Apesar dos recursos já em campo, Taylor alertou que serão necessários fundos adicionais para cobrir demandas de abrigo, saúde e saneamento. O apelo foi direcionado a doadores internacionais, com o argumento de que as populações afetadas “estão extremamente vulneráveis” após sucessivos eventos climáticos.
Impacto esperado e desafios logísticos
Previsões indicam ventos fortes, chuvas intensas e risco de transbordamento de rios nas províncias de Sofala, Inhambane e Gaza. Estradas danificadas pelas cheias anteriores podem dificultar a entrega de ajuda, tornando a comunicação via rádio ainda mais crucial para mapear zonas de acesso e atualizar rotas de socorro.
As ondas radiofônicas também conectam equipas de busca e resgate, serviços médicos e abrigos temporários, reduzindo o tempo de resposta. Segundo especialistas em gestão de desastres, cada hora de antecedência proporcionada por alertas consistentes pode representar redução significativa em perdas humanas e materiais.
Imagem: ilustrativa
Cenário climático e necessidade de resiliência
Moçambique figura entre os países mais expostos a eventos extremos agravados pelas mudanças climáticas. A frequência de ciclones no canal de Moçambique tem aumentado, pressionando infraestruturas e recursos públicos.
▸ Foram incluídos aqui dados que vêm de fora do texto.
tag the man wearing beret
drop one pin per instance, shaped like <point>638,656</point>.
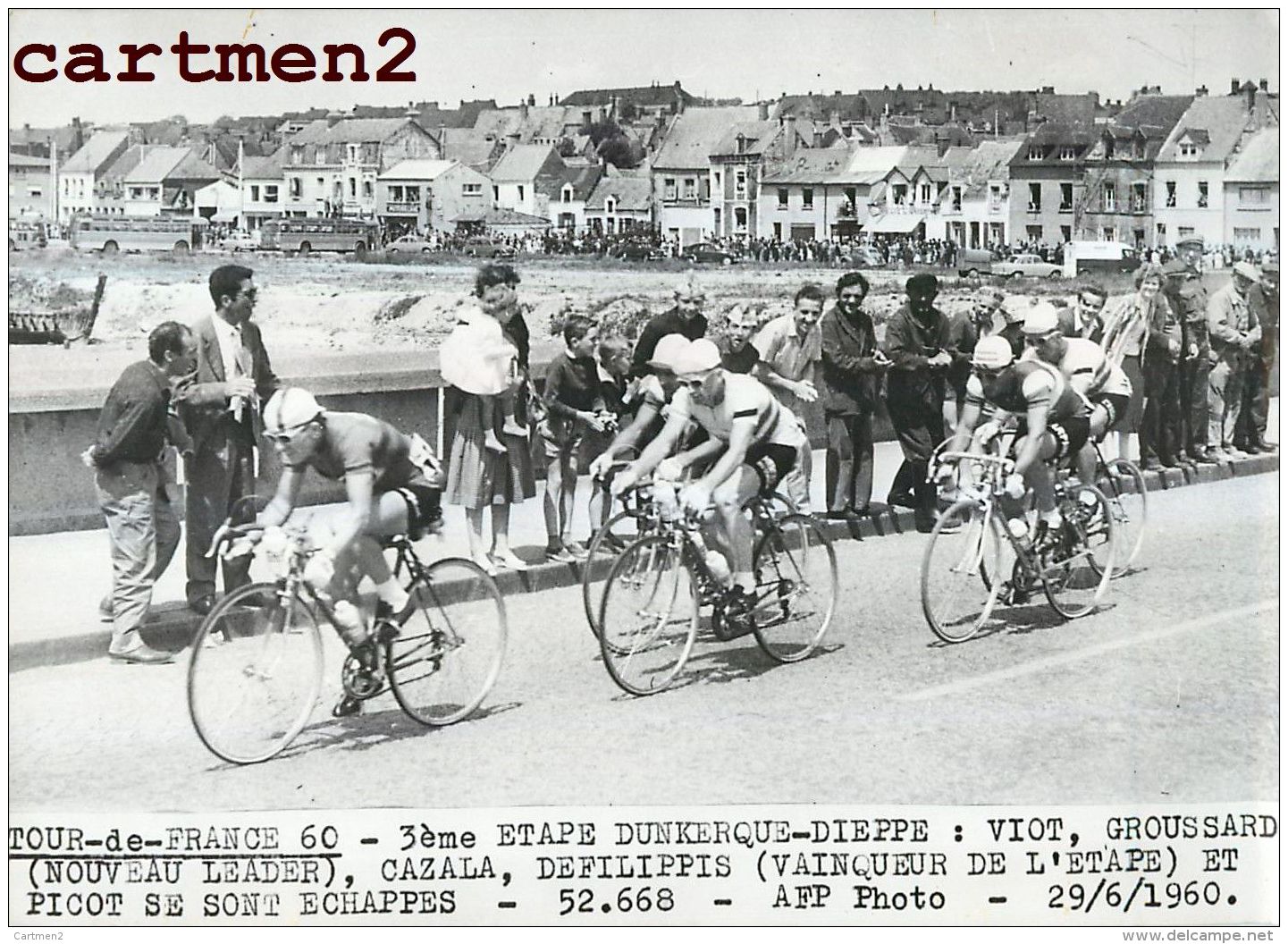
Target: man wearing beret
<point>1253,417</point>
<point>1189,300</point>
<point>1235,333</point>
<point>920,350</point>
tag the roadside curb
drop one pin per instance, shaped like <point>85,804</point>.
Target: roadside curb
<point>173,625</point>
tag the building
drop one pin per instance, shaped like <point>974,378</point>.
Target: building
<point>166,181</point>
<point>823,193</point>
<point>31,186</point>
<point>974,206</point>
<point>621,204</point>
<point>1191,170</point>
<point>514,178</point>
<point>81,174</point>
<point>1252,195</point>
<point>1115,202</point>
<point>332,166</point>
<point>683,174</point>
<point>419,196</point>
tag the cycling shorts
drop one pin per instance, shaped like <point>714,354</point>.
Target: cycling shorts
<point>424,509</point>
<point>770,461</point>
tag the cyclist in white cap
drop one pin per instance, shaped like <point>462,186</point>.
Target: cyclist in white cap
<point>753,443</point>
<point>393,485</point>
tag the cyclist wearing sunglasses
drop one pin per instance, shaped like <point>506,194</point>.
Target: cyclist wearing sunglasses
<point>393,485</point>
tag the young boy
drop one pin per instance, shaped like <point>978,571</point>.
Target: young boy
<point>575,407</point>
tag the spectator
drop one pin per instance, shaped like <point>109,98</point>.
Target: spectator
<point>1264,301</point>
<point>920,350</point>
<point>852,371</point>
<point>790,350</point>
<point>130,481</point>
<point>575,407</point>
<point>684,318</point>
<point>1234,333</point>
<point>221,407</point>
<point>478,478</point>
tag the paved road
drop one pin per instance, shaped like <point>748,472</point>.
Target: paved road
<point>1168,695</point>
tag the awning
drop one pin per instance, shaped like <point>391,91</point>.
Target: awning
<point>894,223</point>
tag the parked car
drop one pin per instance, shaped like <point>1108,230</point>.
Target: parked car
<point>709,253</point>
<point>1028,265</point>
<point>484,248</point>
<point>408,244</point>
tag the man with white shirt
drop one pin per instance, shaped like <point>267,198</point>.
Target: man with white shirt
<point>221,405</point>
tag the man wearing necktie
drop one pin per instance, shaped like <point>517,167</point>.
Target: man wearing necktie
<point>221,406</point>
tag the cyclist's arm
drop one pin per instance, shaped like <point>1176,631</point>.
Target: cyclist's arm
<point>739,441</point>
<point>283,500</point>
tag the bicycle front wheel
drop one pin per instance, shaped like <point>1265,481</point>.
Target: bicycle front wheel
<point>256,674</point>
<point>796,589</point>
<point>447,656</point>
<point>1129,499</point>
<point>1075,573</point>
<point>610,540</point>
<point>649,617</point>
<point>961,570</point>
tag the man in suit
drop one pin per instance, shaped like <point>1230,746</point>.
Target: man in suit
<point>221,406</point>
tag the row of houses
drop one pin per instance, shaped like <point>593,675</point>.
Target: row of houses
<point>1145,172</point>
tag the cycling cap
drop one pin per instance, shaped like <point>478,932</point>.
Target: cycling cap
<point>1041,320</point>
<point>668,350</point>
<point>700,357</point>
<point>992,353</point>
<point>290,407</point>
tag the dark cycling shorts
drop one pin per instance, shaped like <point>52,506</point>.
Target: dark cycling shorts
<point>424,509</point>
<point>770,461</point>
<point>1069,434</point>
<point>1115,405</point>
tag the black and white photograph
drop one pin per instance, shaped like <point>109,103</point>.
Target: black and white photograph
<point>644,467</point>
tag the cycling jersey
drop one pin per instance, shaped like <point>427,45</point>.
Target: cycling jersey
<point>1027,385</point>
<point>745,400</point>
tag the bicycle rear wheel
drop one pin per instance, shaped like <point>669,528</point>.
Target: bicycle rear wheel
<point>1129,500</point>
<point>649,617</point>
<point>796,589</point>
<point>1075,575</point>
<point>961,570</point>
<point>610,541</point>
<point>447,656</point>
<point>254,674</point>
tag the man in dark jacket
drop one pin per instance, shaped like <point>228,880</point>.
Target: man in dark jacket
<point>920,350</point>
<point>852,373</point>
<point>222,409</point>
<point>130,481</point>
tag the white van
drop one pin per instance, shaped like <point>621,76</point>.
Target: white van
<point>1099,257</point>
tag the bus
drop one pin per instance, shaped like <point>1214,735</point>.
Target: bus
<point>307,234</point>
<point>110,234</point>
<point>27,233</point>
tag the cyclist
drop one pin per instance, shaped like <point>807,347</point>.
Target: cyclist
<point>1051,417</point>
<point>753,442</point>
<point>1094,376</point>
<point>393,487</point>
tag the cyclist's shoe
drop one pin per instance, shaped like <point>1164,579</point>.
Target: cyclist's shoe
<point>347,707</point>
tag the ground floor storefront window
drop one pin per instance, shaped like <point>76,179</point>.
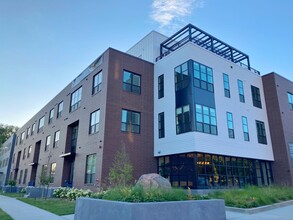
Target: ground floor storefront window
<point>208,171</point>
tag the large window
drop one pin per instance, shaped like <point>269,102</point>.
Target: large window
<point>75,99</point>
<point>256,96</point>
<point>226,85</point>
<point>52,172</point>
<point>206,119</point>
<point>245,128</point>
<point>29,151</point>
<point>60,109</point>
<point>261,132</point>
<point>20,177</point>
<point>97,83</point>
<point>33,128</point>
<point>290,99</point>
<point>130,121</point>
<point>28,132</point>
<point>230,125</point>
<point>161,124</point>
<point>48,141</point>
<point>181,76</point>
<point>291,152</point>
<point>183,121</point>
<point>56,139</point>
<point>241,91</point>
<point>24,176</point>
<point>22,137</point>
<point>90,168</point>
<point>203,76</point>
<point>161,86</point>
<point>24,154</point>
<point>94,122</point>
<point>51,116</point>
<point>41,124</point>
<point>131,82</point>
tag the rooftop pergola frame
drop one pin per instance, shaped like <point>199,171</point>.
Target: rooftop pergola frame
<point>190,33</point>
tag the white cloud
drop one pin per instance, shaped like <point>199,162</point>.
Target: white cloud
<point>168,12</point>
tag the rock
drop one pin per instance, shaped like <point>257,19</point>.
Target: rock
<point>153,181</point>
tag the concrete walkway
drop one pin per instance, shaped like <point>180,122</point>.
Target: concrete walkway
<point>21,211</point>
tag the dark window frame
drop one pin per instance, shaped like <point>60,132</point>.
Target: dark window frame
<point>261,132</point>
<point>256,98</point>
<point>129,126</point>
<point>161,86</point>
<point>161,124</point>
<point>129,86</point>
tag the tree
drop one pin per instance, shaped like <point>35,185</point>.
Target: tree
<point>6,131</point>
<point>120,173</point>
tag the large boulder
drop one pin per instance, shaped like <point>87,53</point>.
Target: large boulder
<point>153,181</point>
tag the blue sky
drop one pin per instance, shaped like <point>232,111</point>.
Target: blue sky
<point>45,44</point>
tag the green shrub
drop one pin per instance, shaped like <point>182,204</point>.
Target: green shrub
<point>253,196</point>
<point>137,194</point>
<point>71,193</point>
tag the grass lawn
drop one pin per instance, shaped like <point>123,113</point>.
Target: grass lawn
<point>4,215</point>
<point>253,196</point>
<point>56,206</point>
<point>13,195</point>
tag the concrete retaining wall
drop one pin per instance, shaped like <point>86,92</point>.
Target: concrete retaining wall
<point>92,209</point>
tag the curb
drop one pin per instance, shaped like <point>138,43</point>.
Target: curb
<point>260,209</point>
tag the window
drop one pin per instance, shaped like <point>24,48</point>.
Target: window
<point>290,99</point>
<point>90,168</point>
<point>94,123</point>
<point>203,77</point>
<point>33,128</point>
<point>261,132</point>
<point>245,128</point>
<point>230,125</point>
<point>75,99</point>
<point>131,82</point>
<point>48,141</point>
<point>24,154</point>
<point>206,119</point>
<point>161,86</point>
<point>161,123</point>
<point>97,83</point>
<point>22,137</point>
<point>226,85</point>
<point>183,121</point>
<point>51,116</point>
<point>52,172</point>
<point>241,91</point>
<point>29,151</point>
<point>28,132</point>
<point>181,76</point>
<point>60,109</point>
<point>20,177</point>
<point>56,139</point>
<point>41,124</point>
<point>256,97</point>
<point>24,176</point>
<point>130,121</point>
<point>291,152</point>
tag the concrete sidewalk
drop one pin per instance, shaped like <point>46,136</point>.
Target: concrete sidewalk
<point>281,213</point>
<point>21,211</point>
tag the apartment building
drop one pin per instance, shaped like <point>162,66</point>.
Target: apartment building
<point>279,101</point>
<point>75,137</point>
<point>211,126</point>
<point>6,152</point>
<point>189,107</point>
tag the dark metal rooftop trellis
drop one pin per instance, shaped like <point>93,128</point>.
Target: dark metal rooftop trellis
<point>190,33</point>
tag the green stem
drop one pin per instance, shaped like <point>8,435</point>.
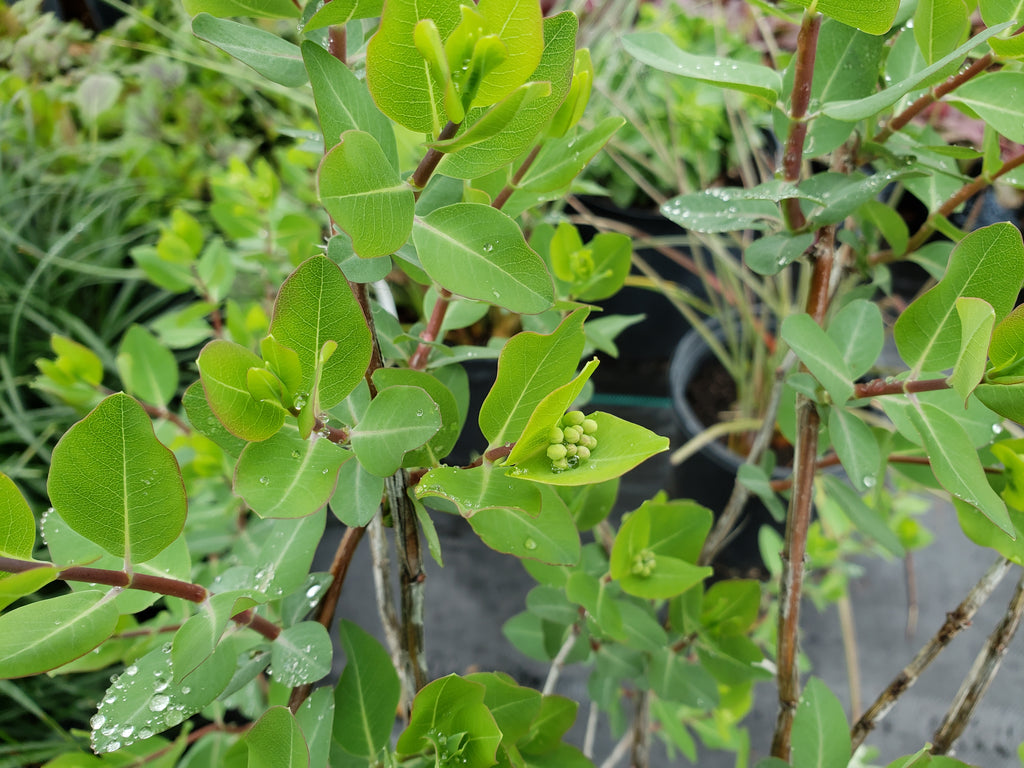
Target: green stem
<point>146,583</point>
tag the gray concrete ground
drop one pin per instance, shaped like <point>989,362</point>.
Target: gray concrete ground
<point>469,600</point>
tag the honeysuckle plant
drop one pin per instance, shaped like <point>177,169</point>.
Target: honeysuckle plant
<point>816,243</point>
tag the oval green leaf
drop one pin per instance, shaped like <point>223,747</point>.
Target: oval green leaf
<point>476,251</point>
<point>114,482</point>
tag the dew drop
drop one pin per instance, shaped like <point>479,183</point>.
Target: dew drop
<point>159,702</point>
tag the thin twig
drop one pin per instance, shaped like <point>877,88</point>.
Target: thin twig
<point>145,583</point>
<point>981,674</point>
<point>955,622</point>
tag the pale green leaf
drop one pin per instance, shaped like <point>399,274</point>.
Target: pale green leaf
<point>555,68</point>
<point>48,633</point>
<point>367,695</point>
<point>113,481</point>
<point>342,100</point>
<point>657,50</point>
<point>223,368</point>
<point>399,419</point>
<point>855,110</point>
<point>955,463</point>
<point>147,369</point>
<point>977,320</point>
<point>820,354</point>
<point>478,252</point>
<point>986,264</point>
<point>820,731</point>
<point>364,194</point>
<point>316,305</point>
<point>269,54</point>
<point>530,366</point>
<point>301,654</point>
<point>286,476</point>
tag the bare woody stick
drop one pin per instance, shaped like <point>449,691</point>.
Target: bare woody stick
<point>956,621</point>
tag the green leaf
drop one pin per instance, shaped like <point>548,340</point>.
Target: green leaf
<point>13,587</point>
<point>719,211</point>
<point>555,68</point>
<point>287,551</point>
<point>223,369</point>
<point>558,163</point>
<point>495,120</point>
<point>819,353</point>
<point>772,253</point>
<point>955,463</point>
<point>1007,349</point>
<point>316,305</point>
<point>622,446</point>
<point>977,318</point>
<point>144,699</point>
<point>357,495</point>
<point>675,679</point>
<point>859,333</point>
<point>443,710</point>
<point>315,717</point>
<point>996,97</point>
<point>597,597</point>
<point>530,366</point>
<point>986,264</point>
<point>476,251</point>
<point>48,633</point>
<point>940,26</point>
<point>17,524</point>
<point>147,369</point>
<point>399,419</point>
<point>856,446</point>
<point>396,73</point>
<point>868,520</point>
<point>206,423</point>
<point>731,607</point>
<point>367,695</point>
<point>114,482</point>
<point>519,26</point>
<point>547,535</point>
<point>286,476</point>
<point>261,8</point>
<point>853,111</point>
<point>275,740</point>
<point>342,100</point>
<point>443,440</point>
<point>301,654</point>
<point>364,194</point>
<point>272,56</point>
<point>657,50</point>
<point>820,732</point>
<point>654,548</point>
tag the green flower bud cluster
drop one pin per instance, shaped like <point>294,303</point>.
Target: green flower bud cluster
<point>571,440</point>
<point>643,564</point>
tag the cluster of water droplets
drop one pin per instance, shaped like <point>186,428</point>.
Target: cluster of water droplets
<point>163,706</point>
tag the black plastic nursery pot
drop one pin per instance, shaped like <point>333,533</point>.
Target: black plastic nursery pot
<point>708,476</point>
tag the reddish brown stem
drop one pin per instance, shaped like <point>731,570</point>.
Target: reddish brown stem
<point>505,194</point>
<point>426,167</point>
<point>429,334</point>
<point>880,387</point>
<point>793,158</point>
<point>328,605</point>
<point>962,196</point>
<point>146,583</point>
<point>926,99</point>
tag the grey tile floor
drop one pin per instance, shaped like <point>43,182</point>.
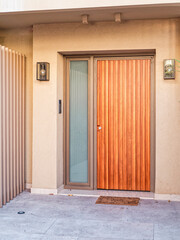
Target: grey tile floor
<point>74,217</point>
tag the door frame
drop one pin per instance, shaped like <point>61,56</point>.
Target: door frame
<point>67,183</point>
<point>92,68</point>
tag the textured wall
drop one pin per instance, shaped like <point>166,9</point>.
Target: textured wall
<point>21,40</point>
<point>27,5</point>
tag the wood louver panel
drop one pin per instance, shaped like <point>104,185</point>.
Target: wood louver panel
<point>12,124</point>
<point>123,112</point>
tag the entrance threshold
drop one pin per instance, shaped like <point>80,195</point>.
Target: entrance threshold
<point>112,193</point>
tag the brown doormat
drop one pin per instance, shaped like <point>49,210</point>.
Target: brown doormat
<point>118,200</point>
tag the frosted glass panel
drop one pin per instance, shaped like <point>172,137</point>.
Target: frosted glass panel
<point>78,124</point>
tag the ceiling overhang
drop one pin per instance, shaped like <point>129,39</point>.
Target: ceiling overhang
<point>30,18</point>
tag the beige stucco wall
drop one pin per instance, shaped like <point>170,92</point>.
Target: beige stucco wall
<point>22,40</point>
<point>162,35</point>
<point>29,5</point>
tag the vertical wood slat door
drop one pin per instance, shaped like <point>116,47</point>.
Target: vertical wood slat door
<point>123,124</point>
<point>12,124</point>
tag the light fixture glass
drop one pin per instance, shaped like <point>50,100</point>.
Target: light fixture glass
<point>43,71</point>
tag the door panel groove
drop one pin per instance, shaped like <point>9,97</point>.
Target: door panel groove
<point>123,113</point>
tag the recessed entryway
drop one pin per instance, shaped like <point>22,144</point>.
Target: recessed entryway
<point>108,123</point>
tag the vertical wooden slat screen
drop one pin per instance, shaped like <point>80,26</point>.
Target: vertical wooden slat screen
<point>123,112</point>
<point>12,124</point>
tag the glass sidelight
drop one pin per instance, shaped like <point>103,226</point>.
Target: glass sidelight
<point>78,122</point>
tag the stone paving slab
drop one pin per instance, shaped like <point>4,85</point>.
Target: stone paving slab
<point>78,217</point>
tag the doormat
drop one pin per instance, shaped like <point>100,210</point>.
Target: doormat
<point>118,200</point>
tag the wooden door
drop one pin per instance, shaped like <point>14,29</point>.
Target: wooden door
<point>123,124</point>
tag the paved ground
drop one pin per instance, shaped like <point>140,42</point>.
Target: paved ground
<point>74,217</point>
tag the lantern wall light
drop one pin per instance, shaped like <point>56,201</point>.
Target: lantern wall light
<point>42,71</point>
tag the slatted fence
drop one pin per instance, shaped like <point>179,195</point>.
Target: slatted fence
<point>12,124</point>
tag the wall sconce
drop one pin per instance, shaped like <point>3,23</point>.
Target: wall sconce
<point>42,71</point>
<point>169,69</point>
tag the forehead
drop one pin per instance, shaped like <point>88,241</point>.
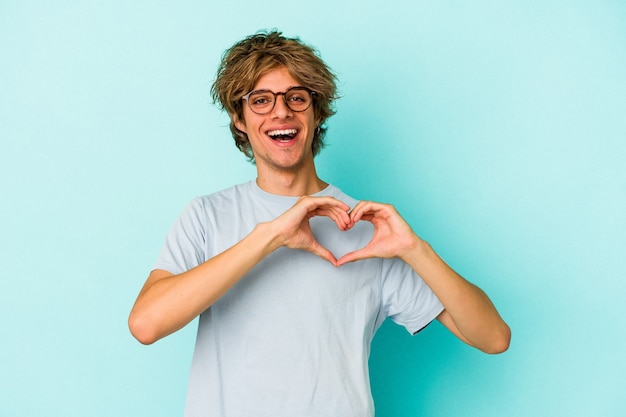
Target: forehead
<point>278,79</point>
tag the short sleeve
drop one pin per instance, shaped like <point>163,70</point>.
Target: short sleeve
<point>184,246</point>
<point>407,300</point>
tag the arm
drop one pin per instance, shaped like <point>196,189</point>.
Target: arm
<point>168,302</point>
<point>469,313</point>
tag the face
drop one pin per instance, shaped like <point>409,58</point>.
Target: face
<point>281,139</point>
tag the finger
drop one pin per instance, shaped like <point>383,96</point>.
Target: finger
<point>339,216</point>
<point>354,256</point>
<point>362,209</point>
<point>323,253</point>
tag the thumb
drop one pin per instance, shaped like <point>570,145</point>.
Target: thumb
<point>354,256</point>
<point>322,252</point>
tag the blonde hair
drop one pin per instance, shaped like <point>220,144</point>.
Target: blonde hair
<point>246,61</point>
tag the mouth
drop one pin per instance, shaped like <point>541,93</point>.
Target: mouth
<point>282,135</point>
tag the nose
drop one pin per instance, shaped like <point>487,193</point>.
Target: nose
<point>281,110</point>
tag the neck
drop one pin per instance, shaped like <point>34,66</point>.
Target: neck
<point>294,184</point>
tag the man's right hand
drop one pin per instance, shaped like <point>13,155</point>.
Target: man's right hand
<point>293,230</point>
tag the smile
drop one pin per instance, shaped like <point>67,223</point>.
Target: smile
<point>282,135</point>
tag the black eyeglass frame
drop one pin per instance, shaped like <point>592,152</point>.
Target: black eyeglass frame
<point>284,94</point>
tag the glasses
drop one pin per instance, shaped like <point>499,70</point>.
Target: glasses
<point>298,99</point>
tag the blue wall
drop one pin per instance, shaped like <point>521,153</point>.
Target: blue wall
<point>497,128</point>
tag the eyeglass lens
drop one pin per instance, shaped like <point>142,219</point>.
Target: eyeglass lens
<point>262,101</point>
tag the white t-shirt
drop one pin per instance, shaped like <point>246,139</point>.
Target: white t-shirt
<point>292,338</point>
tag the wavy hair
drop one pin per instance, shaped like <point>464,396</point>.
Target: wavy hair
<point>246,61</point>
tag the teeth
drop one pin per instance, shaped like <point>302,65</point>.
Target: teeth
<point>284,132</point>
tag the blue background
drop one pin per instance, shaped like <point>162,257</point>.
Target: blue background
<point>497,129</point>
Para Catherine Sozi, sistemas de aviso prévio “não são luxo técnico, mas imperativo de desenvolvimento”, pois protegem vidas, meios de subsistência e investimentos já realizados.
Nos distritos costeiros, redes de rádio comunitária operam a energia solar ou com geradores, garantindo continuidade durante apagões. Experiências recentes mostram que a combinação de boletins meteorológicos, liderança local e envolvimento de voluntários fortalece a resiliência. Contudo, especialistas sublinham que o sucesso depende de financiamento estável, manutenção de equipamentos e formação constante de locutores e técnicos.
O papel dos doadores e da cooperação internacional
Em reuniões com autoridades nacionais, agências da ONU reiteraram pedidos para acelerar desembolsos de fundos de recuperação e adaptação climática. A prioridade imediata é enfrentar a chegada de Gezani, mas planos de médio prazo incluem reconstrução de escolas, centros de saúde e habitações em zonas menos suscetíveis a cheias.
A resiliência comunitária passa ainda por ampliar a cobertura de rádios locais, modernizar estúdios e treinar equipas para produção de conteúdo multilingue. Segundo Daniel Chapo, “a informação adequada no momento certo” continua a ser “a primeira linha de defesa” para milhões de moçambicanos.
Com o ciclone Gezani já a provocar chuvas e rajadas em partes do território, o desafio imediato é assegurar que mensagens de alerta cheguem a todos os distritos em risco. Enquanto isso, agências humanitárias mantêm equipas de campo em prontidão, apoiadas pela cobertura radiofônica que conecta comunidades, autoridades e parceiros internacionais numa rede de socorro coordenada.